Боевики собрали оружие и боеприпасы, притащили на плащ-палатке лейтенанта.
- Он командир?
Солдаты кивнули.
- Хороший у вас командир. Лучше своих бойцов.
Лейтенант открыл глаза, увидел рядом бородатых боевиков с автоматами. И совершенно не испугался. У него не оставалось сил на страх.
Он открыл глаза и тут же закрыл их.
Его не стали мучить. К нему проявили милосердие. В единственно возможной на войне форме.
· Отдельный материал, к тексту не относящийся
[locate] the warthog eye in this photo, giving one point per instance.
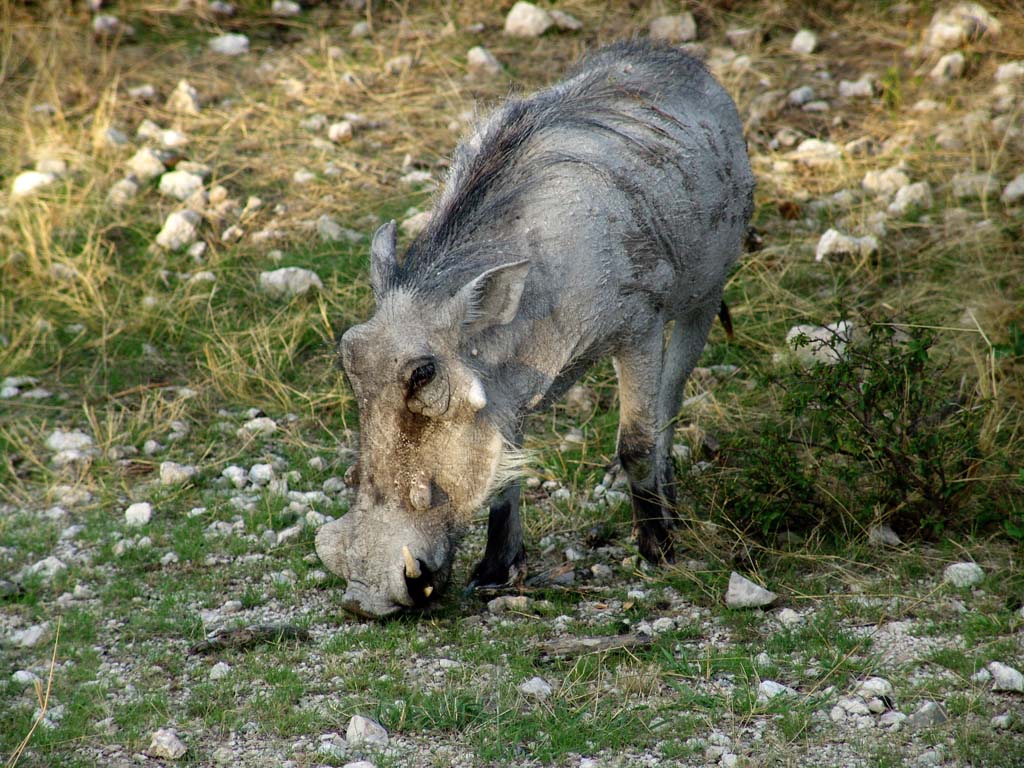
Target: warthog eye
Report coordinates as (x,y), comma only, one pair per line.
(422,375)
(426,387)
Один из боевиков приложил к голове лейтенанта дуло автомата и нажал на спусковой крючок. Голова лейтенанта дернулась в сторону, и его не стало. Где-то там, на Тамбовщине, осталась его беременная жена, которая, возможно, очень быстро найдет себе другого мужа, который воспитает его ребенка. Но лейтенанту до этого уже не было никакого дела.
Пленников построили в две шеренги.
- Там кто был? - спросил командир боевиков, показывая куда-то влево.
Все молчали, глядя в землю.
- Кто оттуда стрелял? Или мы сейчас всех!..
Кто-то глазами указал на стрелявшего слева пулеметчика.
- Это ты? Ты знаешь, что ты убил моего брата? Знаешь?!
Пулеметчик, насупившись, молчал. Пулеметчик был еще почти мальчик, с коротко стриженной головой, тонкой, болтающейся в широком воротнике шеей и большими, ярко-розовыми губами. Его призвали, всучили в руки пулемет и приказали прикрывать огнем левый фланг.
- А ну - пошел! - толкнул боевик пулеметчика из строя и ударами приклада в спину погнал к ближайшим кустам.
- Не надо, пожалуйста, не надо, - одними губами шептал пулеметчик. - Я не хотел, я не знал...
Они скрылись за листвой. Звука выстрела слышно не было. Были слышны какие-то неясные вскрики и хрипы. Через несколько минут боевик вышел, вытирая нож о листву.
Его брат был отмщен. Кровь смыла кровь.